December 15, 2015, by Emma Thorne
Beyond counting the edges
Paul Crawford, Professor of Health Humanities in the School of Health Sciences and Director of the Centre for Social Futures at the Institute of Mental Health, discusses why we need to move towards a more compassionate research culture in Higher Education.
It is important that research does not become merely an elite activity for the few in Higher Education. To avoid this there needs to be a substantial reframing of what it means to be active in research and a robust shift to developing an inclusive and compassionate culture of curiosity and enquiry in Higher Education.
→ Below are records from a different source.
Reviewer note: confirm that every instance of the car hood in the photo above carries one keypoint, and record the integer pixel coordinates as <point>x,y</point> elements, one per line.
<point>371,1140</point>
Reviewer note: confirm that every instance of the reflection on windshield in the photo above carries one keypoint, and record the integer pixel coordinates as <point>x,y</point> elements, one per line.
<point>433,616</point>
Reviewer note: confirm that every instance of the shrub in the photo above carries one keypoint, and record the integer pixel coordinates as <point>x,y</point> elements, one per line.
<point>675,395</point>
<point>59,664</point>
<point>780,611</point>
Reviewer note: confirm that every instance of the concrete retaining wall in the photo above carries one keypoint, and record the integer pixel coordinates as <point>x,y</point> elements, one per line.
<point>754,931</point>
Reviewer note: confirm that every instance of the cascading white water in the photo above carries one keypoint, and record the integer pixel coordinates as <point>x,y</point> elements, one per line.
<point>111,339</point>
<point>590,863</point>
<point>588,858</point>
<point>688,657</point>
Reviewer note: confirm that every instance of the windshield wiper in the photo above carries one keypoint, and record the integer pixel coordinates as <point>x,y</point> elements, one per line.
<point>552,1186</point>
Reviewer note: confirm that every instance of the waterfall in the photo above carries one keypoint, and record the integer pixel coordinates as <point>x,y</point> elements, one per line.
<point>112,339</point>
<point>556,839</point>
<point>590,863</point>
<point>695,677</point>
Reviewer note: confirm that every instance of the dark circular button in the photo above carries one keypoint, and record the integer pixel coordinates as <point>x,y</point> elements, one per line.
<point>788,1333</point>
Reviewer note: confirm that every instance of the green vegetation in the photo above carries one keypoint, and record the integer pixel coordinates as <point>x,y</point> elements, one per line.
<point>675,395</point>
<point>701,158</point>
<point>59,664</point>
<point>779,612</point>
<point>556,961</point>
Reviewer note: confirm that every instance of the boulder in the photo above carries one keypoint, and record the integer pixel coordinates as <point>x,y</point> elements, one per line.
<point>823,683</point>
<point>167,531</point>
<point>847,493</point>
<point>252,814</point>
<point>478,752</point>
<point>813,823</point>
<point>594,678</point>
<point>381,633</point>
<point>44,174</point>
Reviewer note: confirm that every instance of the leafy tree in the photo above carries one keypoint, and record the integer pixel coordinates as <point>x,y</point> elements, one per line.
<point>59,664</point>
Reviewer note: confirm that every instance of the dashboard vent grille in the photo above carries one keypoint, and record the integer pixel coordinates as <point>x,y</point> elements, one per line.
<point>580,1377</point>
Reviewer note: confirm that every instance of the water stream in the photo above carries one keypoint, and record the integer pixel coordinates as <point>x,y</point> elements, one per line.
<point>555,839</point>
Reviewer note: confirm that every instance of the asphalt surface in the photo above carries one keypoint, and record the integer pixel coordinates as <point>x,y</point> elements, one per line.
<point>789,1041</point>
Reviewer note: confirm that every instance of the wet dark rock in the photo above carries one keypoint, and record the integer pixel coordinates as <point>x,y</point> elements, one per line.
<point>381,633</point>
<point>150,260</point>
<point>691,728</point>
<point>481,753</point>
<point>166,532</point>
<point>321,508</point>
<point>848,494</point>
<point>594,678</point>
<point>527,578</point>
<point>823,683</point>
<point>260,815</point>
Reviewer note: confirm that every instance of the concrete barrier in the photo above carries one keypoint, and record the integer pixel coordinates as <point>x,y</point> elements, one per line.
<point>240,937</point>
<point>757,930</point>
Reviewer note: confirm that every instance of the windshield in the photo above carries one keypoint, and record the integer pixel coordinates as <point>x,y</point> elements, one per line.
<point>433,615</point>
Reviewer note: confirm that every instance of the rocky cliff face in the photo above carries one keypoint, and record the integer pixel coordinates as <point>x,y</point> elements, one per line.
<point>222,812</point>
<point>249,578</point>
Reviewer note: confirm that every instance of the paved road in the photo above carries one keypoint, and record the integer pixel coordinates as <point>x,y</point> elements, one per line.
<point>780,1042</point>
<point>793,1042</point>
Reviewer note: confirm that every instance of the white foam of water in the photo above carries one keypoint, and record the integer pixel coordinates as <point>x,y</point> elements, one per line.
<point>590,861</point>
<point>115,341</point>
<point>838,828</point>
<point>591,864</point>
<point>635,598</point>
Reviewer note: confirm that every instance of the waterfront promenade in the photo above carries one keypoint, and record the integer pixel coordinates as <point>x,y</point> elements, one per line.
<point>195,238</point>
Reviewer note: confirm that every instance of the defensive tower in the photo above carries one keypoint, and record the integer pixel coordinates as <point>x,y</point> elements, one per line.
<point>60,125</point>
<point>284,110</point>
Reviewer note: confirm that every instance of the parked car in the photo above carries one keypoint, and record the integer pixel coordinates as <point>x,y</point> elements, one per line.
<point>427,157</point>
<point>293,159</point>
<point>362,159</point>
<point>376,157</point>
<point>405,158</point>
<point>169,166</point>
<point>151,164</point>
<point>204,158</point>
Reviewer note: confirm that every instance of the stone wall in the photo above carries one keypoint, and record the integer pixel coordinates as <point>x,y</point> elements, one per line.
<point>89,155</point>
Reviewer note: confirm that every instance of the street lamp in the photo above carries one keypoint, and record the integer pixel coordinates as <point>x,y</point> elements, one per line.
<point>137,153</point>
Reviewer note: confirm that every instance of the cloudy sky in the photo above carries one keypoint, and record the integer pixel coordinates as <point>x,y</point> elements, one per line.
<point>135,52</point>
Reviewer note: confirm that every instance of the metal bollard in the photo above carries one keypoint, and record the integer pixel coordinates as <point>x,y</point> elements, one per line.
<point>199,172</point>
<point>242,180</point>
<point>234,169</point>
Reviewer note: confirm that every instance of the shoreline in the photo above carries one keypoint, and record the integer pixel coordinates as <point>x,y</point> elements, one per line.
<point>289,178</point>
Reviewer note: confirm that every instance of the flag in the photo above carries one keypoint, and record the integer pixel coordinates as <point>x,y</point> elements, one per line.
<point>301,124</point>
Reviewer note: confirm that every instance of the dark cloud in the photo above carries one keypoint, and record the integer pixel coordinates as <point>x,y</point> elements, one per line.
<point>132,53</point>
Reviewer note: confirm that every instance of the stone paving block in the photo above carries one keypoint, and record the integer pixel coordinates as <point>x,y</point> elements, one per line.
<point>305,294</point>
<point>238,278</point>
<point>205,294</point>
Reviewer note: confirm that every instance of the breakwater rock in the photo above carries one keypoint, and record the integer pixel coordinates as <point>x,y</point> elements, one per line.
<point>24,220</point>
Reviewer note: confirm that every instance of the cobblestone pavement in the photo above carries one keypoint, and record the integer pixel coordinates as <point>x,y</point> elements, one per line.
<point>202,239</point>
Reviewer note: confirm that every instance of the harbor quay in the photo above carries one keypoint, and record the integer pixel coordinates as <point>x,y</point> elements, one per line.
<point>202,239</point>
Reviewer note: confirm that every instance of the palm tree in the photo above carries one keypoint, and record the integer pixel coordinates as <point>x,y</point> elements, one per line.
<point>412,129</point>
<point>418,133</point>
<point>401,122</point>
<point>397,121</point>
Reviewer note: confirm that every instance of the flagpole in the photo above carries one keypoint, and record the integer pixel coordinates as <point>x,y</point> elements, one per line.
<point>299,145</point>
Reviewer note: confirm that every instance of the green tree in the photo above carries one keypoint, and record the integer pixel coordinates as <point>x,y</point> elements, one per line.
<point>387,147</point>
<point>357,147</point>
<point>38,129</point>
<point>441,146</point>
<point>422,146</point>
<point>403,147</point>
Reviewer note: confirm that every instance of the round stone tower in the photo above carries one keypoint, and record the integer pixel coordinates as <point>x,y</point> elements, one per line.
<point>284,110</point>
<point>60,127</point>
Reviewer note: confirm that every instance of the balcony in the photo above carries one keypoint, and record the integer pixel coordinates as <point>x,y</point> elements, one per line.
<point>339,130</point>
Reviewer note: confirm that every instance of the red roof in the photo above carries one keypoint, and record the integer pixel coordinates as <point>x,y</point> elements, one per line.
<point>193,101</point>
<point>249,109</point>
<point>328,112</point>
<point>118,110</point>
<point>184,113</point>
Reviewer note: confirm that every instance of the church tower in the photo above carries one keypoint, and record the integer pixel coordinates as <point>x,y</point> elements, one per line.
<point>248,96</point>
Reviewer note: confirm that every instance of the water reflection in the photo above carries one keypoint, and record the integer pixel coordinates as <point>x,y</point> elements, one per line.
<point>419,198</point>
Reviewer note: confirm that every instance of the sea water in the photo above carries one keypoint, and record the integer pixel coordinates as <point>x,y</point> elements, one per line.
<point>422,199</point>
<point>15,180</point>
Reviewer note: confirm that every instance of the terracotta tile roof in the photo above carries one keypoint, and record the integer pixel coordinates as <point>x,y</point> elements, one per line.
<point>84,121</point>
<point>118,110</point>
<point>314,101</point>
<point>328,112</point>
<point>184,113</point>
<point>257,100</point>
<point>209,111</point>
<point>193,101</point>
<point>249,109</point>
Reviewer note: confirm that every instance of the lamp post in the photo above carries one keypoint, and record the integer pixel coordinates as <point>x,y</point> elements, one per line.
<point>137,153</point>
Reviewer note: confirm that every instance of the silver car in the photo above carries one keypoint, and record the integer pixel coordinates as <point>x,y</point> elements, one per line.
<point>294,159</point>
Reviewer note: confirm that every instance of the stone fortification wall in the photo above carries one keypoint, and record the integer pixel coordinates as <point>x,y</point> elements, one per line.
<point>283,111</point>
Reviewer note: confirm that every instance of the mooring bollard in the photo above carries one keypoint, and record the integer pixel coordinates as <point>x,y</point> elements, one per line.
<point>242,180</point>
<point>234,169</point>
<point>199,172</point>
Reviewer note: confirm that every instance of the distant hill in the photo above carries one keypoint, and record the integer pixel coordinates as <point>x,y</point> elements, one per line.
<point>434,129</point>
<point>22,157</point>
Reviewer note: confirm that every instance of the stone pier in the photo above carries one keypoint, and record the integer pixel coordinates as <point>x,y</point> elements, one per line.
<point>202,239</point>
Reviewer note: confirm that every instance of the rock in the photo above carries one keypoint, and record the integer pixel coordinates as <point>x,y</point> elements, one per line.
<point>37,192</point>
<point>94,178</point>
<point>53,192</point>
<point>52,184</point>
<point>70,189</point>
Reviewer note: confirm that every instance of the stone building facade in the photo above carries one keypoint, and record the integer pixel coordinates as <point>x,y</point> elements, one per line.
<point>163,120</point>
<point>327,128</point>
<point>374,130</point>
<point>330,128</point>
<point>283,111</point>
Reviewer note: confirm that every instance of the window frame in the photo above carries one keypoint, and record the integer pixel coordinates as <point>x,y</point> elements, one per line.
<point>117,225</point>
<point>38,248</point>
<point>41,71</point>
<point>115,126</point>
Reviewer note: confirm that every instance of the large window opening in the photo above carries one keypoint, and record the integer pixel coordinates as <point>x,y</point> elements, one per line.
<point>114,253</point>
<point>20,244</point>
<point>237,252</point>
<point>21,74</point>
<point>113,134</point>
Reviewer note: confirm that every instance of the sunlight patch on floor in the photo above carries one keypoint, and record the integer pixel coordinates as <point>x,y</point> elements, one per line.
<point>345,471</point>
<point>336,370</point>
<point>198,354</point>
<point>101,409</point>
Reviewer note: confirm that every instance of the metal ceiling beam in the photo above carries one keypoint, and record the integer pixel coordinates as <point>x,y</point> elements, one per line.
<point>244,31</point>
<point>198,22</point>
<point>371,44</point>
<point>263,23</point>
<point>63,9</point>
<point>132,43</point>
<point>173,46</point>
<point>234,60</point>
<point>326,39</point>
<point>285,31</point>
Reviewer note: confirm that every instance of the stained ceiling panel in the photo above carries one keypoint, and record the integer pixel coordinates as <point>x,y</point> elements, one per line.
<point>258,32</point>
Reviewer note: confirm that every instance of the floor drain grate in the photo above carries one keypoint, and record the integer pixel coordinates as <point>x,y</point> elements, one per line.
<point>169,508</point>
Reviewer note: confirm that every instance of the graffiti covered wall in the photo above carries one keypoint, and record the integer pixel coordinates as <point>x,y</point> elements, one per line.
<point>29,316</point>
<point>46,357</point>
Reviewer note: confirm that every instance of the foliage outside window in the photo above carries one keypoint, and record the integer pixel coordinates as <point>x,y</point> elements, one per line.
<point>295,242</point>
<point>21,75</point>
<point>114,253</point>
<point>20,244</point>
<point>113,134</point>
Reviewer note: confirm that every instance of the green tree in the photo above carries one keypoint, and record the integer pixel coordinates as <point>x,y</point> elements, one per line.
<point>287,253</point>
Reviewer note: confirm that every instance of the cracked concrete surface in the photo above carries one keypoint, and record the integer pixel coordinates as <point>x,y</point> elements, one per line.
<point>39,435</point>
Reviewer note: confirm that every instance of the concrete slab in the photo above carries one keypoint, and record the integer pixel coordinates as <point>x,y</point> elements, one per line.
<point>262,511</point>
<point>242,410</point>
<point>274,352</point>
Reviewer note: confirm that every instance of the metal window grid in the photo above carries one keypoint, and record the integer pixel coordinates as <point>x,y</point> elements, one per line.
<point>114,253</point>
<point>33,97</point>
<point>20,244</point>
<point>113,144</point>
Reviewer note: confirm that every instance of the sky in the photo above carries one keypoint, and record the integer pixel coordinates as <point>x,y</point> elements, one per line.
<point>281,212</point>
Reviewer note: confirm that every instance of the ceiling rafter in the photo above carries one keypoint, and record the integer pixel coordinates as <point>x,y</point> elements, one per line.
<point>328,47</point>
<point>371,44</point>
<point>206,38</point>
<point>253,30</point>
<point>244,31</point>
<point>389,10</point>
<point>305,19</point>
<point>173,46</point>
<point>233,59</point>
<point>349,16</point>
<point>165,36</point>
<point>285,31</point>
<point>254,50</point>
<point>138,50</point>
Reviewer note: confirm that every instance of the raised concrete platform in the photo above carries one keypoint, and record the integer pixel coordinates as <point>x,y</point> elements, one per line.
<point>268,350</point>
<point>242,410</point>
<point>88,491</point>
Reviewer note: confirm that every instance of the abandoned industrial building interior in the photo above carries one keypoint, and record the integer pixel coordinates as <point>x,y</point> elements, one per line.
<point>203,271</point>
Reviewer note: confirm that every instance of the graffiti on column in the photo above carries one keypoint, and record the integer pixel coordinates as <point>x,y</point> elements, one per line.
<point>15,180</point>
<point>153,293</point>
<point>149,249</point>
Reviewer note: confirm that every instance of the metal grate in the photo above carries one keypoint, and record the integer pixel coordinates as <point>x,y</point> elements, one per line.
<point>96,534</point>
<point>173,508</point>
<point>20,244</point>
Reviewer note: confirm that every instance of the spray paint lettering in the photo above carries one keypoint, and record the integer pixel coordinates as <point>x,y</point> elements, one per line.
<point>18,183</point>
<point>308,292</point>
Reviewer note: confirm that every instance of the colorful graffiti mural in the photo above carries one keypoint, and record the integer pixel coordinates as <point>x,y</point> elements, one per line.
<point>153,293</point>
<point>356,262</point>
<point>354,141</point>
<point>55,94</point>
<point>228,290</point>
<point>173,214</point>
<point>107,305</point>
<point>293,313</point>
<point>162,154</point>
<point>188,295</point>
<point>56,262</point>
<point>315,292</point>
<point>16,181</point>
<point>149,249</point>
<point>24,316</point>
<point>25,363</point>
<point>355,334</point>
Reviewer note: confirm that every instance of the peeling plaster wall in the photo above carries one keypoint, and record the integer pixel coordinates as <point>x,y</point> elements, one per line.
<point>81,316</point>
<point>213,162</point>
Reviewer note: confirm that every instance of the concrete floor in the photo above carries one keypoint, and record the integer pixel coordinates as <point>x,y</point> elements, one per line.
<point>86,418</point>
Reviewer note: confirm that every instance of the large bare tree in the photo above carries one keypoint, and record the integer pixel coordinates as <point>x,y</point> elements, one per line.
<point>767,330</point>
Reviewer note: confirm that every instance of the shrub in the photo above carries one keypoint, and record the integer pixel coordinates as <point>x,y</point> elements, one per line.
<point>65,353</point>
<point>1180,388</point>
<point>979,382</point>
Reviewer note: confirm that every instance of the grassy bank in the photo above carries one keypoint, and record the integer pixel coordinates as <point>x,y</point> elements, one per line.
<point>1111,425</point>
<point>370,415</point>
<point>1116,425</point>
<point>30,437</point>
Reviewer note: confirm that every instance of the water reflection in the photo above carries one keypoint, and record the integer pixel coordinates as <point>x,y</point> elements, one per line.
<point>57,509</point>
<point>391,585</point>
To do so, emphasis needs to be placed on both research and scholarship, recognising that evidence and knowledge development is everyone’s business and that we need to be much kinder to all contributors.
Rather than follow a hierarchical (pyramid) model of what is valued in research with the business end of writing high quality papers and achieving grant income as the ‘winning zone’ and everything short of this the ‘losing zone’, perhaps we should consider what can be called an Orbits Model in research and scholarship whereby we encourage our higher education institutions to value equally the contribution of:
- qualitative as much as quantitative research – evidence orbit
- non-empirical scholarship and theory development – knowledge orbit
- administrative and practical support to advance capacity for research and scholarship activity – administration orbit
- network and partnership development with key stakeholders – connections orbit
- translating research into practice – application orbit
- sharing knowledge and informing practice – education orbit
- research publications and communications – dissemination orbit
- policy and governance development – policy orbit.
Thus, the different, important aspects of research and scholarship could be more productively viewed as non-hierarchical orbits of activity rather than as points in a narrow vertical process with only the people behind ‘top tier’ funded projects or high impact publications being of value.
Through appreciative working between staff in or across different orbits, recognising each other’s valuable and different contributions, a more compassionate culture of curiosity may be sustained in our universities. Isn’t it time to move away from merely counting the edges of individuated research productivity in terms of key deliverables such as publications and grant applications which, arguably, erodes the joy of research and scholarly engagement? The notion of research ‘orbits’ may help a little in emphasising the importance of teamwork and integration in developing research and scholarship. In so doing, the ground for outputs-driven, high profile research and scholarship may be marked as best supported in team effort rather than purely individual achievement.